8 Chocolate Brands That Use the Lowest Quality Ingredients
Did you know that in America, as in many places, "chocolate" is actually a closely regulated term? It goes much beyond the flavor of a food, and instead, deals with the details of its composition. Under FDA rules—and numerous rules, at that—a foodstuff must meet strict criteria to call itself chocolate, though that varies based on what type of chocolate is in question.

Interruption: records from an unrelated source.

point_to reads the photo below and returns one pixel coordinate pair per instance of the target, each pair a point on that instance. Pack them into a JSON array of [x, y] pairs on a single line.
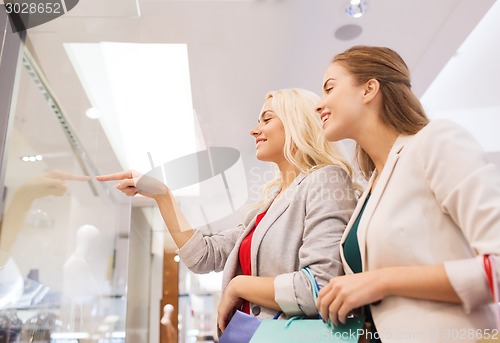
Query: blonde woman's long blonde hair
[[305, 144]]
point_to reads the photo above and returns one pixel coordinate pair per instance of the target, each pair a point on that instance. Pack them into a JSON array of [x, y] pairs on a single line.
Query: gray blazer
[[301, 229]]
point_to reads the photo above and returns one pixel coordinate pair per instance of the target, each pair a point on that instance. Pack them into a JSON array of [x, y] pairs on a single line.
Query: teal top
[[352, 256]]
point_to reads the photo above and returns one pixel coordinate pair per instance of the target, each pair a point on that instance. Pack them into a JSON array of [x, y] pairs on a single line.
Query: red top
[[244, 254]]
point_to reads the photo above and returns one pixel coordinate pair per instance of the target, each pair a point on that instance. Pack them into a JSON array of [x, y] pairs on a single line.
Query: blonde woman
[[298, 223]]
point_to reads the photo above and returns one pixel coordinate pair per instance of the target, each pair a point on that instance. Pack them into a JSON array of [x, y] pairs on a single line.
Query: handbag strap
[[489, 268], [312, 280]]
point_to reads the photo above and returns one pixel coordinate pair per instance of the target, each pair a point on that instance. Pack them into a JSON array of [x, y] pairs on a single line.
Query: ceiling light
[[356, 8]]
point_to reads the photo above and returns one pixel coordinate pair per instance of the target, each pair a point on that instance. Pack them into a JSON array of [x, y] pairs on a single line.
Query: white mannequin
[[79, 281]]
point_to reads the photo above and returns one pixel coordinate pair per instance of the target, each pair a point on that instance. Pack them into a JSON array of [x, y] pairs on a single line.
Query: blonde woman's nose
[[255, 131]]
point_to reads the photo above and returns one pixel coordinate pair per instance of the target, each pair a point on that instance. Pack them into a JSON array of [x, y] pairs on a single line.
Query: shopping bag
[[307, 330], [240, 329]]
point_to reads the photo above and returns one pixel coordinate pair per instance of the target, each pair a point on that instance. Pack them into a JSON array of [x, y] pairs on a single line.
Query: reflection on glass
[[63, 275]]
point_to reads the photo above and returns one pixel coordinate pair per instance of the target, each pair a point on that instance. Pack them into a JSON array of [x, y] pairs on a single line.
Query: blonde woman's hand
[[133, 183], [345, 293]]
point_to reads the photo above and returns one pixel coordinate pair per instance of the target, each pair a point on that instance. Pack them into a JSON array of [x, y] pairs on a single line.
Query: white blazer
[[437, 200]]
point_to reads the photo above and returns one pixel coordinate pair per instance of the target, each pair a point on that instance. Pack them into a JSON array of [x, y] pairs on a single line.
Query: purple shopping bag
[[240, 329]]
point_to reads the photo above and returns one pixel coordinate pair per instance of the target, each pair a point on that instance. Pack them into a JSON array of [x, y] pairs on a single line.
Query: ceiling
[[238, 50]]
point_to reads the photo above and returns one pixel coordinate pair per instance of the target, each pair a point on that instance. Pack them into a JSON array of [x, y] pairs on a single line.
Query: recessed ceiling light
[[93, 113], [356, 8]]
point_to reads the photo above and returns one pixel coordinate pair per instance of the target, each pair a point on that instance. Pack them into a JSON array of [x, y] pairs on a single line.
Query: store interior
[[114, 85]]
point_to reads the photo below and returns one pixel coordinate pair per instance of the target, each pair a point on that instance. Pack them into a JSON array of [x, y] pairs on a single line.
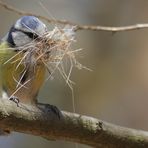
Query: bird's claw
[[15, 100]]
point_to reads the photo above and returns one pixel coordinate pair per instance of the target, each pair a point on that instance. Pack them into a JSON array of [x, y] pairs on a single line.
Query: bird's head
[[25, 30]]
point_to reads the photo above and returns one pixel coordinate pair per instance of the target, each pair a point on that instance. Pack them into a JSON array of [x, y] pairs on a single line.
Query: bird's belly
[[23, 85]]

According to Registrar Corp, per FDA rules, milk chocolate "must contain at least 10 percent chocolate liquor, at least 3.39 percent milkfat, and at least 12 percent milk solids." White chocolate "must contain at least 20 percent cocoa butter, at least 14 percent total milk solids, at least 3.5 percent milkfat [and] it cannot consist of more than 55 percent nutritive carbohydrate sweetener." Finally, to be considered dark chocolate, its only source of chocolate flavoring must be "an ingredient that complies with one of the standards of identity for cacao products."
To skirt the rules, many chocolate brands will use wording like "chocolaty" or "chocolate-flavored" in order to be able to use cheaper, stand-in ingredients. Here's the thing: even within technically legal bounds, companies can still make chocolate cheaply. The secret? Usually, it's just using a whole lot of sugar, oil, and HFCS alongside the genuine chocolate ingredients. Here are 8 chocolate brands that are using the lowest-quality ingredients. And next, don't miss 10 Ice Cream Brands That Use the Lowest Quality Ingredients.

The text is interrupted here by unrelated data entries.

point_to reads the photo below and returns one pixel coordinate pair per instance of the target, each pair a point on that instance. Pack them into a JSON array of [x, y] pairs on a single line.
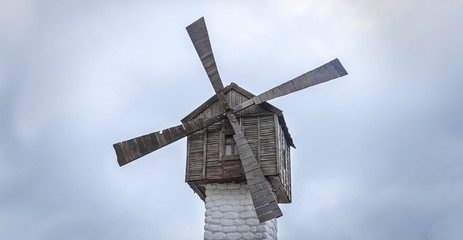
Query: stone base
[[230, 214]]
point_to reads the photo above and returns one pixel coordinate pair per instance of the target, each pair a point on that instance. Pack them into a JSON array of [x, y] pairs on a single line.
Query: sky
[[379, 152]]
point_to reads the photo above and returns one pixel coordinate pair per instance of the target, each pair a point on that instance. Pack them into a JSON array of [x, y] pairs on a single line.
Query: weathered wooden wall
[[206, 162]]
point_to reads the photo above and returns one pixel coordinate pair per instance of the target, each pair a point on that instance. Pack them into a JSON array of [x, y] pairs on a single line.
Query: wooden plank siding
[[266, 132]]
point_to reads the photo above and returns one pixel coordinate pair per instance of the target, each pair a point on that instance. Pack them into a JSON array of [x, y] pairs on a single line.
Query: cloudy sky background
[[379, 152]]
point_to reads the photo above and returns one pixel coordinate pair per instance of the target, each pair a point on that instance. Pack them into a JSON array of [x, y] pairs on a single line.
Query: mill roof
[[249, 95]]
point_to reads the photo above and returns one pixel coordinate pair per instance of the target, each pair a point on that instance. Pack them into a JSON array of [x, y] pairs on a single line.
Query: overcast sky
[[379, 152]]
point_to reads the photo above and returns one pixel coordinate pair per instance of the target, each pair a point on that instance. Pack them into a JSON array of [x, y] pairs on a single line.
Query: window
[[230, 146]]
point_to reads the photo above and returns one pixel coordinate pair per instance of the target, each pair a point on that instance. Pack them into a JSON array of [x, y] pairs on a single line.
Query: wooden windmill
[[235, 136]]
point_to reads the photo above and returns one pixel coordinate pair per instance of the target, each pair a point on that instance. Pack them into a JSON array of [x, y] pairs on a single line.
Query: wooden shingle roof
[[233, 86]]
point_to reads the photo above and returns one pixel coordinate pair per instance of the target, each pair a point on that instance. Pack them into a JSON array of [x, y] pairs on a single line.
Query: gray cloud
[[378, 152]]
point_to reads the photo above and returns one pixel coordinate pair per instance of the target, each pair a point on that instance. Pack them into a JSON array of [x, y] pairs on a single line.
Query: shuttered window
[[230, 146]]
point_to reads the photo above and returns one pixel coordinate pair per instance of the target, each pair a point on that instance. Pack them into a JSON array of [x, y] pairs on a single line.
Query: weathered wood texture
[[200, 38], [262, 196], [130, 150], [284, 162], [326, 72], [266, 134]]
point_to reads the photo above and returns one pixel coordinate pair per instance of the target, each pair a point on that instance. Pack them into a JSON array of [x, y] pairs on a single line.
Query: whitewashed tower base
[[230, 214]]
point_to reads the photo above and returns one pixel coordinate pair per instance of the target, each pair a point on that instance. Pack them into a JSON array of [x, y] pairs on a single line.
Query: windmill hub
[[235, 136]]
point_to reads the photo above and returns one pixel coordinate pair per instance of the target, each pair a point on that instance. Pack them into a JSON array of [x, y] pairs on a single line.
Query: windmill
[[228, 114]]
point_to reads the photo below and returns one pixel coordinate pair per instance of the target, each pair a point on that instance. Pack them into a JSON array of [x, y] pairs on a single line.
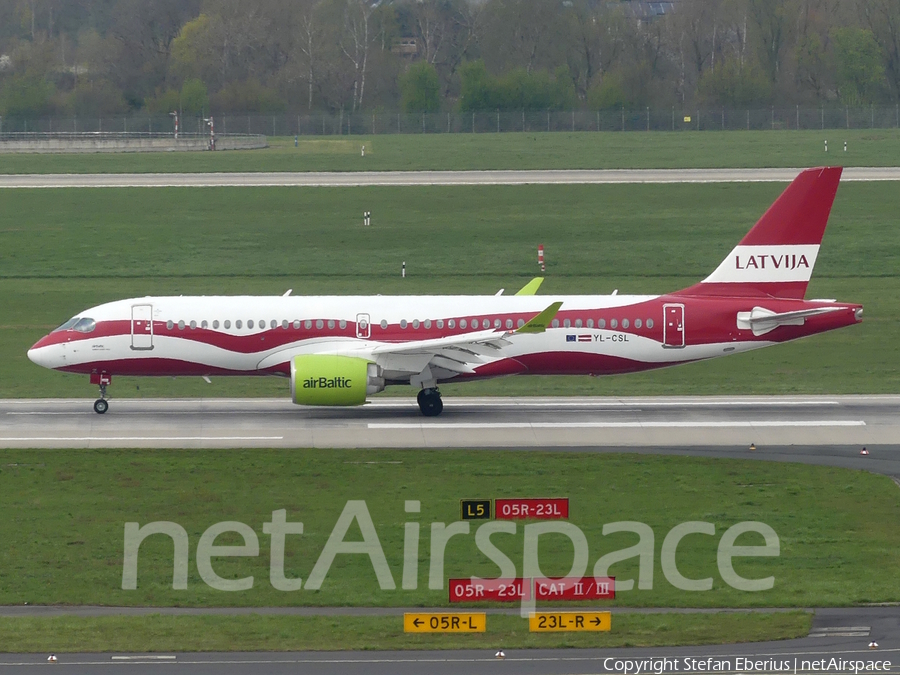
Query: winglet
[[539, 323], [531, 287]]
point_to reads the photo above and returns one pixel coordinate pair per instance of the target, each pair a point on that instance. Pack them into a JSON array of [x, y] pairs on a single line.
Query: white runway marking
[[140, 438], [405, 178], [144, 658], [615, 425]]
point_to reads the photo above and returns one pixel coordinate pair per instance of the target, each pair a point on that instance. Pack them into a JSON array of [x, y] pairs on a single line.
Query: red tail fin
[[776, 258]]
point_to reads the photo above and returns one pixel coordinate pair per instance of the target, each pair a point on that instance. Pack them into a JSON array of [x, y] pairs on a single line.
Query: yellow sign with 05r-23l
[[472, 622], [539, 622]]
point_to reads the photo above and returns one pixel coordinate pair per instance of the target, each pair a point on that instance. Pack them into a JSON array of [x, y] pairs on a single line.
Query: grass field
[[64, 516], [275, 633], [584, 150], [64, 250]]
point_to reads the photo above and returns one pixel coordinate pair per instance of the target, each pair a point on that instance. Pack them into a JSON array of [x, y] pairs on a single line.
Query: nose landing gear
[[429, 401], [101, 405]]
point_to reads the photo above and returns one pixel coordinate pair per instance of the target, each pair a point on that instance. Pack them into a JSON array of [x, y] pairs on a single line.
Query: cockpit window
[[68, 324], [85, 325]]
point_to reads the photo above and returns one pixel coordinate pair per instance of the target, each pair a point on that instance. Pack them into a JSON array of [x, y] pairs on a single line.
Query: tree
[[24, 96], [735, 86], [882, 17], [194, 97], [860, 67], [420, 89]]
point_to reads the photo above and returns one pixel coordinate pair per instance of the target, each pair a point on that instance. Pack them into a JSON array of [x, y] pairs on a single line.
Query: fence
[[646, 119]]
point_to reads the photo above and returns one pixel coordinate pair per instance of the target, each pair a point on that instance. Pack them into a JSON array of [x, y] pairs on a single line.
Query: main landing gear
[[430, 403], [101, 405]]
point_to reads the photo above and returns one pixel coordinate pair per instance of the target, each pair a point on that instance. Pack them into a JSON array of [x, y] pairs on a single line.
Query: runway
[[831, 638], [394, 178], [731, 424]]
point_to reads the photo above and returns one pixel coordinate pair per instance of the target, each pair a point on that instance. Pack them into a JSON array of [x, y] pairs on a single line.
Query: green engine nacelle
[[328, 379]]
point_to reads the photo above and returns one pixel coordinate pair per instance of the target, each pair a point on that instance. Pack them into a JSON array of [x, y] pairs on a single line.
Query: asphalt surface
[[806, 427], [840, 634], [367, 178]]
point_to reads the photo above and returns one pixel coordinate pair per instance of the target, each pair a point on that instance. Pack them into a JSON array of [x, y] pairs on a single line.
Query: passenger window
[[68, 324], [85, 325]]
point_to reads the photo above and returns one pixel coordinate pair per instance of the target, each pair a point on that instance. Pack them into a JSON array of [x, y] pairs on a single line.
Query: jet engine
[[329, 379]]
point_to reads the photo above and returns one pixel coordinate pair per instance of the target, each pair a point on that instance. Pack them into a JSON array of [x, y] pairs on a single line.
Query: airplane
[[337, 350]]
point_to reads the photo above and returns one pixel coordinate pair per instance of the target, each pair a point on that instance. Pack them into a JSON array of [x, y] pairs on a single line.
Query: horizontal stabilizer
[[761, 320]]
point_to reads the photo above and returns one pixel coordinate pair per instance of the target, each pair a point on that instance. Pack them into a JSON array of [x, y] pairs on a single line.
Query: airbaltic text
[[327, 383]]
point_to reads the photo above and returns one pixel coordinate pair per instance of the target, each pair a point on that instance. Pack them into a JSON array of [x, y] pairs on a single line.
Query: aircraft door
[[673, 326], [142, 327], [363, 326]]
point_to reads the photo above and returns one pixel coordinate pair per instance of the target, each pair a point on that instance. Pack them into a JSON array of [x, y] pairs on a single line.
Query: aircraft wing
[[456, 353], [762, 320]]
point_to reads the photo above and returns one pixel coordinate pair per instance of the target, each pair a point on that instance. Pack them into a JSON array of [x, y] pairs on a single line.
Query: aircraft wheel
[[430, 402]]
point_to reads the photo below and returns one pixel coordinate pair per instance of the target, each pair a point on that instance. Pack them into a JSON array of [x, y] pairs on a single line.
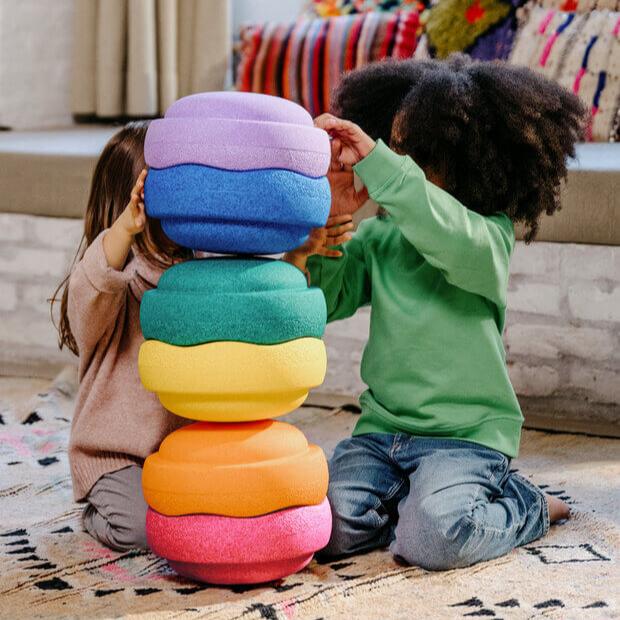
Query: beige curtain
[[135, 57]]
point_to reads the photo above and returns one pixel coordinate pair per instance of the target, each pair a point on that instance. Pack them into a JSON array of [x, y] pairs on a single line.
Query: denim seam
[[543, 499], [391, 492], [494, 471]]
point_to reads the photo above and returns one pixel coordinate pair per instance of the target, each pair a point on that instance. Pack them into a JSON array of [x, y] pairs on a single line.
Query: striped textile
[[303, 61]]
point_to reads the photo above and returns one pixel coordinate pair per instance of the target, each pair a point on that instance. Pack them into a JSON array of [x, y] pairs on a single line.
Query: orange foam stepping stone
[[238, 470]]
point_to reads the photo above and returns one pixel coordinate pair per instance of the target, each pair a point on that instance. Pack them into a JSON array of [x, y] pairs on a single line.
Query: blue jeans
[[438, 503]]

Long marketed as "Crispety Crunchety Peanut-Buttery!" but never marketed as chocolate, these popular candy bars may taste chocolaty, but technically, there's no chocolate to be found here. Butterfinger's chocolate-adjacent coating is made with ingredients like corn syrup, vegetable oil, milk, and cocoa, but it does not meet the bar for being real chocolate.
Lindt Excellence 50% Cocoa Mild Dark Chocolate Bars
This candy bar may try to pose itself as a fancy, rich treat from a so-called "Master Chocolatier" brand, but take a closer look at the ingredient list than you do at the "50% Dark Cocoa" claim emblazoned on the wrapper. The first ingredient here is…sugar. And yes, chocolate comes second, but when sugar (or corn syrup) comes first, you'd do best to sink your teeth into something else.
Palmer's Double Crisp Hearts
Here again is a candy that bills itself as "chocolaty" because it can't call itself chocolate. These foil-wrapped Valentine's Day staples are made with only one chocolate-like ingredient, and that's "cocoa (processed with Alkali)." They also feature plenty of ingredients you'd likely rather not feature in your diet, like the artificial flavoring agent vanillin and hydrogenated vegetable oil.
Cadbury Dairy Milk Chocolate Bars
There's nothing inherently wrong with a Cadbury Dairy Milk Chocolate Bar, but there's some misleading going on here. If you love the decidedly rich, fancy Cadbury chocolate you get in Europe, then these will be a letdown, as they are made in Pennsylvania Hershey's under a license agreement from Cadbury. And while they are made with real chocolate ingredients, cocoa butter and all, note that there's trickery on the label, too, which lists the first ingredient as "Milk Chocolate," but then in a parentheses shows that the first ingredient within "milk chocolate" is simply sugar.
Reese's Peanut Butter Cups
Delicious as they may be, it's probably no surprise that these classic candy cups are so low-priced because they're made with cheap ingredients. Yes, there is technically real chocolate here, but it's milk chocolate, in which the first ingredient is sugar. And there's also hydrogenated vegetable oil here, the go-to for companies looking to cut back on quantities of costlier cocoa butter.
Russell Stover Sugar Free Mint Patties
What these chocolate patties leave out in sugar they compensate for with a number of ingredients you'd do best to avoid. That's things like maltitol, an artificially produced sugar alcohol, fractionated palm kernel oil and hydrogenated palm oil, sorbitol, and more. In short, when you cut out the sugar, you add in the chemicals–not always a good trade.
Yes, it's a classic you remember from countless glasses of childhood chocolate milk. No, it's not a chocolate product. That's why it says "Genuine Chocolate Flavor" on the label of Hershey's Syrup instead of saying "Chocolate Syrup." The first ingredient is high fructose corn syrup, the second ingredient is corn syrup, the third is water, and the fourth is cocoa. And the fifth? Sugar.
Sure, this chocolaty taffy candy has been around for more than a hundred years, but that's a testament to the American sweet tooth, not to the quality of the candy. At best a chocolate-adjacent foodstuff, Tootsie Rolls consist of sugar, corn syrup, palm oil, condensed skim milk, cocoa, whey, soy lecithin, and artificial and natural flavors. They barely touch the bar for being real chocolate and certainly don't cross it.